Accessing Azure Stack

1 Administrator setup@

Before the Netfoundry’s “Application Connection Gateway” can be consumed by the user, the administrator must download the image from Azure marketplace to the stack marketplace.

There is comprehensive guide from azure stack documentation on how to make image available for the local consumption. The document can be found here:

Download Azure marketplace

Please locate the offering “Application Connection Gateway” and make it available via download to the azure stack.

Once the download is complete, the image can now be used by the local user.

2 Setup a VCPE Gateway on the Azure stack@

2.1 Create an Azure Stack Gateway in the NetFoundry Console@

  • Sign in to your NetFoundry organization;
  • Navigate to the Gateways page and create a new Azure Stack gateway. Give it a name and location, then click the Create button;
  • Take note of the registration key. You will need it to register the gateway later. image

2.2 Launch a NetFoundry Gateway Instance Inside of Your Azure Stack@

  • Sign in to your account on the Azure portal and go to → Resource groups.
  • Once inside the resource group, Click the "+ Add" button on the toolbar.
  • Search for " Application Connection Gateway (Azure Stack)". Click on the result, the description should be shown. image
  • Click the "Create" button to launch the wizard.
  • Enter basics information:
  • Enter the Username as "nfadmin".

Important

The username must be nfadmin to gain access to this gateway; (the username restriction will be removed soon)

image

  • Click OK to continue
  • Next page, on choosing the compute size, it varies depends on your need. We are using a 2 VCPUs and 4 GB RAM for this example. image
  • Continue to finish setup and let system bring up the VM.

2.3 Register the gateway with your NetFoundry Network@

Once the resource is created, go to the resource group & click on the virtual machine name to view the details.
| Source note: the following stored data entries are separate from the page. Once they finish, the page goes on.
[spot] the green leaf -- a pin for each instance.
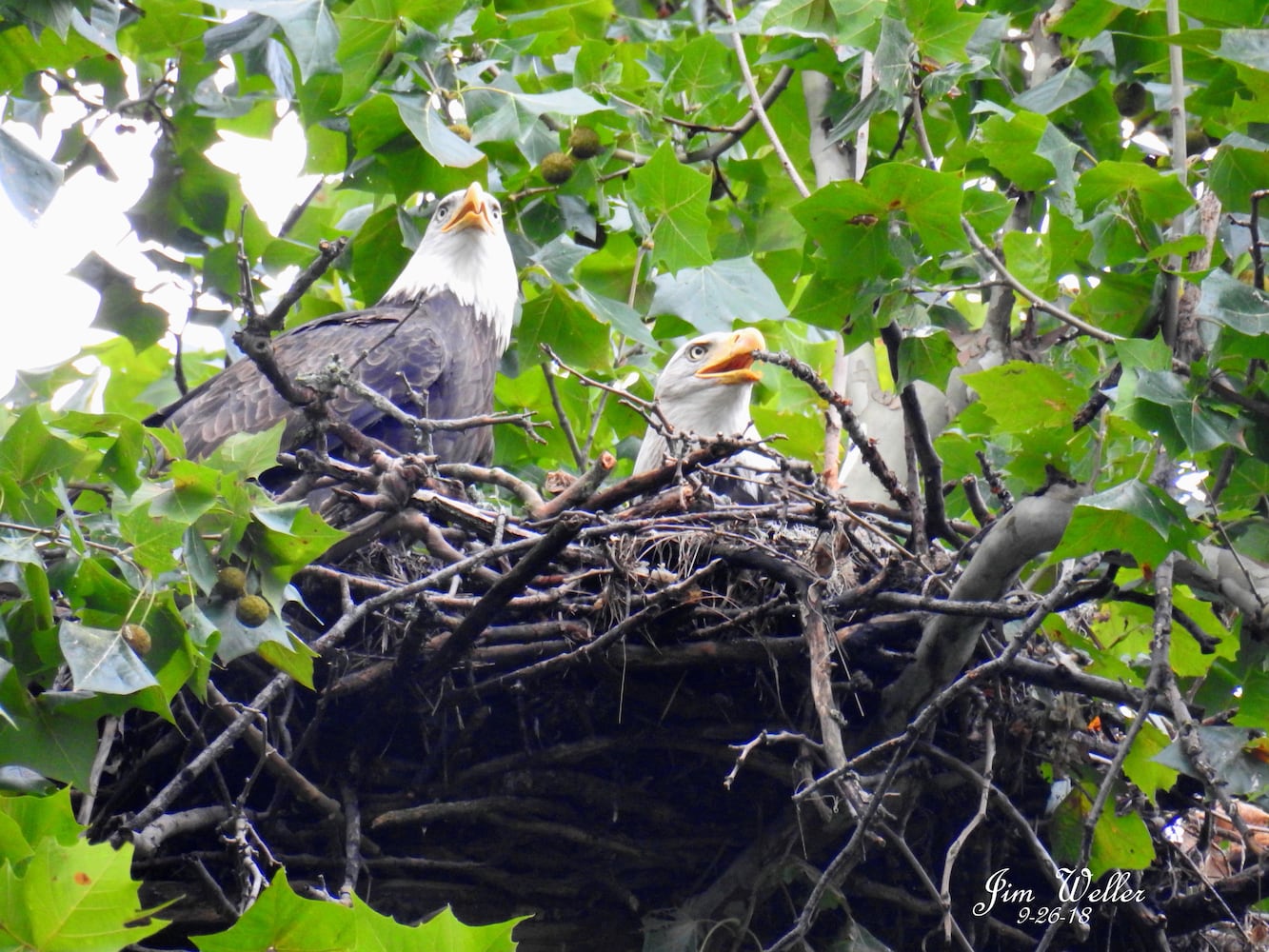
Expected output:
(1231, 752)
(556, 318)
(50, 742)
(930, 200)
(1227, 301)
(1200, 426)
(1012, 148)
(1054, 399)
(28, 178)
(309, 30)
(942, 30)
(433, 132)
(1235, 174)
(1142, 768)
(719, 295)
(41, 818)
(1119, 842)
(673, 198)
(367, 40)
(1132, 517)
(850, 228)
(1249, 48)
(1161, 194)
(926, 354)
(121, 310)
(100, 661)
(72, 898)
(1056, 91)
(30, 452)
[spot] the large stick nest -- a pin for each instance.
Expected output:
(612, 719)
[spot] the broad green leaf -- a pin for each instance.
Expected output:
(72, 898)
(1161, 194)
(850, 228)
(309, 30)
(1056, 91)
(1200, 426)
(50, 742)
(1132, 517)
(717, 296)
(30, 452)
(122, 308)
(1012, 148)
(928, 354)
(930, 200)
(433, 132)
(1054, 400)
(1142, 768)
(673, 198)
(1119, 842)
(41, 818)
(1235, 174)
(942, 30)
(367, 40)
(100, 661)
(28, 178)
(1249, 48)
(556, 318)
(1029, 258)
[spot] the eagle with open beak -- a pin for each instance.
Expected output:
(431, 346)
(704, 391)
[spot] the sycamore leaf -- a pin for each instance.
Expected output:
(1056, 91)
(1132, 517)
(308, 27)
(72, 898)
(1119, 842)
(28, 178)
(719, 295)
(102, 661)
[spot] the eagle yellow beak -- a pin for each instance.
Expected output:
(732, 358)
(472, 212)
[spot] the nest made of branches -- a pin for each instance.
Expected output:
(612, 719)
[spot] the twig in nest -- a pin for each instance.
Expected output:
(494, 476)
(502, 592)
(580, 490)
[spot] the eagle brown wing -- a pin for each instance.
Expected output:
(424, 358)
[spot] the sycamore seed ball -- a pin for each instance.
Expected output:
(229, 582)
(557, 168)
(584, 143)
(251, 611)
(137, 638)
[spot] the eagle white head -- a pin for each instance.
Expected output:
(704, 390)
(465, 251)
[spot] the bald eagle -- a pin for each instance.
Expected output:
(704, 390)
(431, 347)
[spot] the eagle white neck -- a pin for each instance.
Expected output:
(476, 267)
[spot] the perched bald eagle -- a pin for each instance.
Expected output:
(704, 390)
(431, 346)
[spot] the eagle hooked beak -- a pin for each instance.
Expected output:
(732, 360)
(472, 212)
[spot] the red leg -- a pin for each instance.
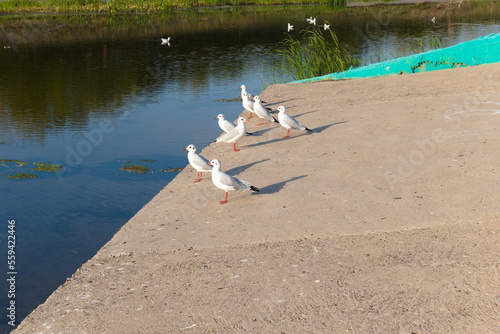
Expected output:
(199, 177)
(224, 201)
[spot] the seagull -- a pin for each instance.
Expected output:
(197, 162)
(312, 20)
(288, 122)
(262, 112)
(244, 90)
(235, 134)
(165, 41)
(247, 103)
(227, 182)
(224, 124)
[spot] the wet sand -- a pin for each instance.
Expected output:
(384, 219)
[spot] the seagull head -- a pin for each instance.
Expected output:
(215, 163)
(242, 120)
(190, 148)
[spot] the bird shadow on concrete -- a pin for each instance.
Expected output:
(277, 103)
(239, 169)
(261, 132)
(276, 187)
(320, 129)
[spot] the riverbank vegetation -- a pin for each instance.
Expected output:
(314, 53)
(118, 6)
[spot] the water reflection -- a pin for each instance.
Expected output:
(63, 76)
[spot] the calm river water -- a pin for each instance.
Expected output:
(96, 92)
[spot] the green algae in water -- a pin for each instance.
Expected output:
(46, 167)
(168, 170)
(139, 169)
(19, 162)
(236, 99)
(22, 176)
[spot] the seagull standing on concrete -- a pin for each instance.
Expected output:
(227, 182)
(197, 162)
(289, 122)
(235, 134)
(224, 124)
(262, 112)
(247, 103)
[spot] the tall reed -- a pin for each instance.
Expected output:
(316, 53)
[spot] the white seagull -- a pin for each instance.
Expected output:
(197, 162)
(247, 103)
(235, 134)
(288, 122)
(227, 182)
(262, 112)
(312, 20)
(224, 124)
(165, 41)
(244, 91)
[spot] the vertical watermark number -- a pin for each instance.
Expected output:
(11, 272)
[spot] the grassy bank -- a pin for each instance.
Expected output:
(117, 6)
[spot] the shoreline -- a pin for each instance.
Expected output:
(384, 219)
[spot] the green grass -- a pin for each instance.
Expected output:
(116, 6)
(316, 53)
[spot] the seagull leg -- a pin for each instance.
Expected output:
(199, 177)
(224, 201)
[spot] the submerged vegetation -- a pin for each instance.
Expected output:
(116, 6)
(46, 167)
(316, 53)
(22, 176)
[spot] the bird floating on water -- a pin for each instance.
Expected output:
(227, 182)
(197, 162)
(312, 20)
(288, 122)
(224, 124)
(165, 41)
(235, 134)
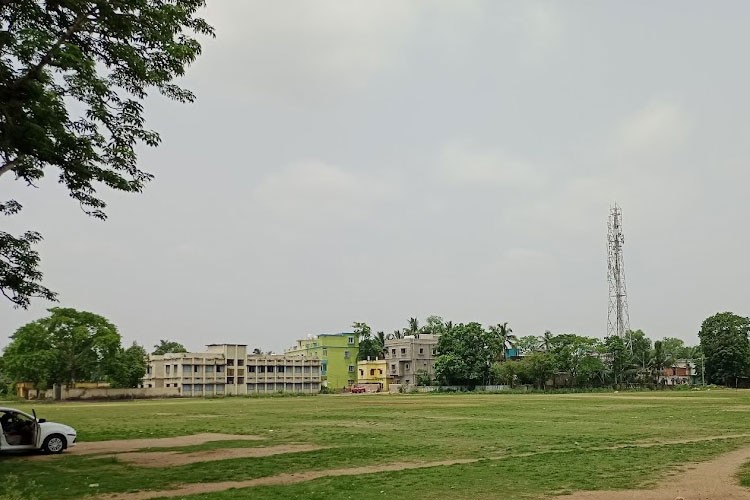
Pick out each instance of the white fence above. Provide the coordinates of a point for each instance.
(394, 388)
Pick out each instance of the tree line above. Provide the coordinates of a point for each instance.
(470, 354)
(70, 346)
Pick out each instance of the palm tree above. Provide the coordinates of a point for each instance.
(659, 360)
(395, 335)
(380, 343)
(413, 327)
(504, 336)
(545, 341)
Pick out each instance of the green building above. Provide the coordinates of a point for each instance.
(338, 357)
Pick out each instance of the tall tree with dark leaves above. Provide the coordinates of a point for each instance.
(724, 342)
(74, 75)
(166, 346)
(65, 347)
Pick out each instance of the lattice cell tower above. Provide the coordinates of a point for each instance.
(618, 319)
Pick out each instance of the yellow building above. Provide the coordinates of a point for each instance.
(373, 372)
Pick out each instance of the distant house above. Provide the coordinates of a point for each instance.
(338, 354)
(373, 374)
(410, 358)
(682, 371)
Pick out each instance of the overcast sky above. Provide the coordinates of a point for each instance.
(377, 160)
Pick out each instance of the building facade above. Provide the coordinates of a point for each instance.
(227, 369)
(411, 358)
(337, 353)
(681, 371)
(373, 373)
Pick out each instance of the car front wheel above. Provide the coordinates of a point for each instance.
(53, 444)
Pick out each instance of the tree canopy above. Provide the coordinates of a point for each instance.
(167, 346)
(71, 346)
(465, 354)
(724, 342)
(74, 75)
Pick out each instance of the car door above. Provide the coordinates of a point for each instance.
(19, 438)
(38, 438)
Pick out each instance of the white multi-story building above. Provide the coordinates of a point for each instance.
(228, 369)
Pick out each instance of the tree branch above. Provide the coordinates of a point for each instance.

Locate the machine's public IP address.

Using an SSH client, log in to the machine using its public IP address as the user "nfadmin", using the SSH key or password specified earlier.

> ssh -i [path/to/private/key] nfadmin@[public_ip_address]

What to do if you cannot login to the VM?

It has been discovered that when using some version of Azure Stack (i.e. 1.1908.0.20) that after launching the VM, the user must reset the SSH key via the Azure console.

This is accomplished by selecting the newly created VM and clicking "reset password" in the bottom left hand corner of the console.

Here, you will find two fields to fill in; the first being the username (nfadmin), followed by the ssh key field where the user will enter the contents of their public ssh key.

Once the fields are populated properly, select "update".

image

Once you are logged in to the gateway, run these commands to register it to your NetFoundry Network. Look for errors in the registration process output, or "Success" if registration completes successfully. [registration key] is the key you captured earlier.

> sudo nfnreg [registration key]
> sudo systemctl status dvn.service

image

The output should report ACTIVE.

Most common causes for registration to fail are: Not having an IP assigned (correctly), Not having a working default gateway for Internet access, Not having a valid DNS resolver.

It may take up to 5 minutes to register and come online. Once the Gateway Instance has started up, switch back to the NetFoundry Console and locate the Gateway Endpoint.

Confirm that the status indicator is green, which means that it has successfully registered and is online. If the status indicator remains grey, then the gateway has failed to register. If it is red, the gateway has registered, but is offline.

3 Create Service to Reach the server@

Here is an example on how to reach the server on the Azure stack side by using the AppWan provisioning on the NetFoundry Console.

In this example, we are going to assume the client you are using to connect to the server is called NFCLIENT1.

On the NFCONSOLE, choose MANAGE APPWANS button.

image

On the MANAGE APPWANS screen, hit the + button.

Choose CREATE APPWAN, a form will display for you to create the AppWAN.

1 Fill in the Application Name (Examples can be: Access US WEST STACK, Access Webpage)
2 Choose your GW
3 Fill in the Connection information.  This is where you want the traffic to go once it reaches the Azure Stack GW (in our example, we fill in a subnet: 192.168.2.0/24)
4 Add your client to the APPWAN

image

Hit Create your APPWAN, and your AppWAN will be created.

Once the AppWAN is created, your client NFCLIENT1 should be able to access the network “192.168.2.0/24” via the Azure Stack GW.